Loki-Astari / JsonBenchmark

Json benchmark based on nativejson-benchmark
Other
25 stars 6 forks source link

Add UTF-8 conformance tests #3

Open nlohmann opened 4 years ago

nlohmann commented 4 years ago

When implementing nlohmann/json, I struggled a lot with the UTF-8 validation. I'm now pretty sure that I will only accept correctly encoded inputs and reject anything else. It would be great to add such tests to the conformance tests, because it makes a difference whether a parser just copies everything between quotes or actually checks whether the strings make sense. This also includes decoding of \uxxxx escapes.

Loki-Astari commented 4 years ago

There is a specific test suite making sure \uxxxx is decoded correctly.

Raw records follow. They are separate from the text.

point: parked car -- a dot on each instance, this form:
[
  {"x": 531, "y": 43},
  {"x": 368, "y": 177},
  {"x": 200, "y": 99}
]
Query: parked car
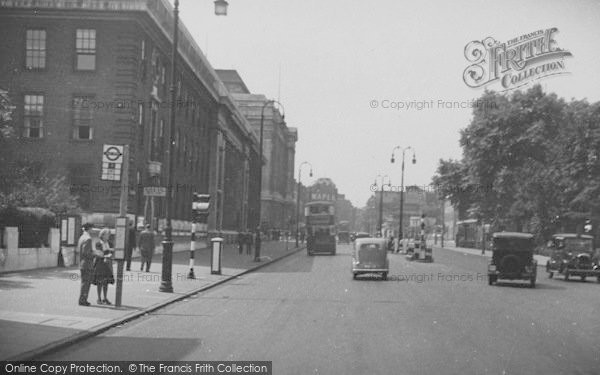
[
  {"x": 344, "y": 237},
  {"x": 512, "y": 258},
  {"x": 370, "y": 257},
  {"x": 361, "y": 235},
  {"x": 573, "y": 255}
]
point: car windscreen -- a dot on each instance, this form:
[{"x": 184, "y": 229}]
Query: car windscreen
[
  {"x": 513, "y": 244},
  {"x": 579, "y": 245}
]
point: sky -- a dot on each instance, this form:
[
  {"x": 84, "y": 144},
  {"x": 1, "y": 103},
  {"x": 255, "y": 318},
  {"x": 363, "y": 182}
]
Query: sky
[{"x": 336, "y": 65}]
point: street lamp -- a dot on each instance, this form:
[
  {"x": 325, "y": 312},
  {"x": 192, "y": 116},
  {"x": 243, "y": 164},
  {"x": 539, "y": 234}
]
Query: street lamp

See: https://github.com/Loki-Astari/JsonBenchmark/tree/master/data/validate_string

Each test file has the format:

{Json Array Containing one String}<{whitespace}>{UTF-8 character string expected result}<

There is a separate set of tests the should fail parsing:

See: https://github.com/Loki-Astari/JsonBenchmark/tree/master/data/jsonchecker_fail

Each test here is a JSON object.
This can be an invalid string that should not parse correctly.

nlohmann commented 4 years ago

I saw these tests - I think they are still rather cursory. I was more thinking about tests like those in http://seriot.ch/parsing_json.php (see Sect. 2.5).

Loki-Astari commented 4 years ago

This links to this github repository with 300 tests: https://github.com/nst/JSONTestSuite

If anybody wants to add a way to run these test automatically that would be great.